CYBERSECURITY LABORATORY (CSL): The Cybersecurity Laboratory (CSL) is directed by Dr. Kamrul Hasan and serves as a multidisciplinary research and visualization facility dedicated to advancing secure, trustworthy, and privacy-preserving cyber systems. CSL maintains active collaborations with government agencies, academic institutions, and industry partners to develop next-generation security mechanisms that emphasize reliability, explainability, and user-centric design.

CSL’s research vision is to transform cyber defense from a largely reactive and heuristic practice into a verifiable, enforceable, quantifiable, and automated discipline. To this end, the laboratory integrates theoretical foundations, system-level engineering, and experimental validation across multiple cybersecurity domains. The CSL team comprises Tennessee State University faculty, graduate researchers, and external collaborators with expertise spanning data security and privacy, secure software systems, end-system and operating-system protection, network and distributed systems security, and the protection of critical cyber-physical infrastructures.

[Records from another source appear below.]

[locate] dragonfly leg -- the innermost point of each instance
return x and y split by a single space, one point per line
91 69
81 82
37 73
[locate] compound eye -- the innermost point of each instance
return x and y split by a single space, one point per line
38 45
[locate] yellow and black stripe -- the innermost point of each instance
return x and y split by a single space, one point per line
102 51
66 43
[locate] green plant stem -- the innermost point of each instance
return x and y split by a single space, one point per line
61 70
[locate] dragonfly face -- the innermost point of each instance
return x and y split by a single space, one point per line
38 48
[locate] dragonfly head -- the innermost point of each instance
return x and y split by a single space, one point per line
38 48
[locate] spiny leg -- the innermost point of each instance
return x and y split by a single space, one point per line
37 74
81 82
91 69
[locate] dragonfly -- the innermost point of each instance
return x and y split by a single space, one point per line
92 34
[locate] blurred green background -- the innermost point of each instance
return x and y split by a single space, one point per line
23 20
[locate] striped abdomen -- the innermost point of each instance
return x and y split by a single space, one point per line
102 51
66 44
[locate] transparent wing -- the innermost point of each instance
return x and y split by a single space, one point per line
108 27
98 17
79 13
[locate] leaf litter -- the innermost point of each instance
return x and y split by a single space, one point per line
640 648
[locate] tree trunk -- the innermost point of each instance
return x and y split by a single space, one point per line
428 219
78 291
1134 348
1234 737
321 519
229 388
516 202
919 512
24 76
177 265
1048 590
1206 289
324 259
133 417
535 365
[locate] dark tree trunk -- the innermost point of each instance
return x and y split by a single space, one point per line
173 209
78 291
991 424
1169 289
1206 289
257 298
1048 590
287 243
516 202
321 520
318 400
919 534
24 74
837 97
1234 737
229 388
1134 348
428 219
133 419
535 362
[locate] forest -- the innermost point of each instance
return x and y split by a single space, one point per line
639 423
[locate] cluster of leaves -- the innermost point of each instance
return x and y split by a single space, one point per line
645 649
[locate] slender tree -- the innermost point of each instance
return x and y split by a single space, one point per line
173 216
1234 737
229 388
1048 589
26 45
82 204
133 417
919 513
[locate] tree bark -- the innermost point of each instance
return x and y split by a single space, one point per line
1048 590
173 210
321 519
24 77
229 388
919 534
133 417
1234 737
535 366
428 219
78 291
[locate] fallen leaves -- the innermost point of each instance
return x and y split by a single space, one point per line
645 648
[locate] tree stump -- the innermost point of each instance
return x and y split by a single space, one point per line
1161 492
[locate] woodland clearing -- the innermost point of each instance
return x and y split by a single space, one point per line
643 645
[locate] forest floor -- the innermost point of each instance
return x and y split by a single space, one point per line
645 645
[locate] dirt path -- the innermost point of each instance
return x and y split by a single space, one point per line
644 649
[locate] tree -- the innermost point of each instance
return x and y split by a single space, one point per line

A distinguishing feature of CSL is its Cyber-Physical Critical Infrastructure (CPCI) testbed, which enables realistic experimentation on the convergence of information technology (IT) and operational technology (OT). The testbed supports physical OT connections through programmable logic controllers (PLCs) interfaced with high-fidelity simulators, allowing researchers to model and evaluate cyber-attacks and defenses in safety-critical environments. The IT environment is fully configurable, enabling the creation of diverse attack vectors, including advanced persistent threats, living-off-the-land techniques, and cross-domain IT/OT attack scenarios.

In addition, CSL hosts a virtualized cluster server infrastructure that supports a secure, private research network for large-scale experimentation. This environment enables the deployment and evaluation of distributed security analytics, encrypted computation, zero-trust architectures, and AI/ML-driven cyber defense mechanisms under controlled and repeatable conditions.

Together, these facilities position CSL as a state-of-the-art experimental platform for research aligned with NSF priorities in secure and trustworthy cyberspace, providing the necessary infrastructure to design, implement, and rigorously validate advanced cybersecurity solutions for modern cyber-physical systems.